Interesting topic indeed.

antonk · May 3, 2019, 7:28pm

Hello

More than interesting

Well, the only simple thing here is that the Olympia sources are actually shipped.
They are shipped as a part of Data Abstract for .NET sources and can be found at ...\RemObjects Software\Data Abstract for .NET\Source\Olympia. Building them would require an active Data Abstract license and Elements compiler.

antonk · May 3, 2019, 7:53pm

Events management with multiple Olympia instances looking at the same database would work out of the box for old-style poll events model.

Unfortunately IIRC you use SuperTCP (and thus the push events model), so we need to work out some solution. Atm when something sends out an event, that event will be retranslated (in case of super-channel being used) only to known client sessions. Other sessions (attached to another Olympia instance) won’t receive that event (although it should land in their db record)

Now we need to brainstorm some solution for this

Crazy solution - let the OlympiaMessageQueueManager connect and register itself in all Olympia instances simultaneously.

Then regardless which exactly O instance tries to send out events - it will anyway send events out to all listeners.

The only difficulty I see here is that if some of O instances crashes and then resurrects again the QueueManager will have to reregister its event clients in that instance:

F.e a server app will have a component (let’s call it OlympiaRegistry) in it that will periodically ping known O instance addresses and ports (both running and stopped). Once a new O instance is discovered or an known O instance doesn’t respond anymore that Registry will ping the QueueManager to either register itself in the new O instance or to remove that O instance from the list of valid ones.

What do you think about such approach? Do you see any obvious caveats? Also are your servers .NET or Delphi based?

estebanp · May 3, 2019, 8:33pm

Hi Anton,

Thank you very much for your reply.

Lets say for this conversation that most of them are Delphi based servers (not all of them) and some of them will have Olympia classes (component) on them if they need to emit messages to everyone.

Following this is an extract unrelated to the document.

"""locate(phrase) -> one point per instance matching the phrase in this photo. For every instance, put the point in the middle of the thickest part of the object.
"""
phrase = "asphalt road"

We implemented on each service a “service subscription” registry. Let me explain, currently, in RO if a service crashes or is stopped, all clients subscribed to an “Event Sink” will be lost and we pass the responsibility of restoring their subscriptions to the client. This is fine if it happens on a session that is expired or timed out. But if that wasnt the case, registrations to events of multiple services should be restored automatically, clients shouldnt be asked to do this.

So after a client registers to an event sink, we persist all the event subscriptions a given session has on db/memory. Initially we tried using the olympia shared session itself to store it but for some reason we start having odd cases where the key/value doesnt get stored. So we do it on our own db.

When a service starts/restarts/recovers, during the OnClientConnected event we check if the session exists and if it does, we look for all their existing subscriptions for that session and we register them with Olympia. Strange enough, we have to do this with every service of the same type because it seems that this data is held only in memory on a specific instance. After that things work fine.

Could that be similar to the idea you were having?

estebanp · May 7, 2019, 5:23am

So I did some tests.

I setup two Olympias on different computers, same settings, sharing db and Application Id.

Services connected on separate instances of olympia.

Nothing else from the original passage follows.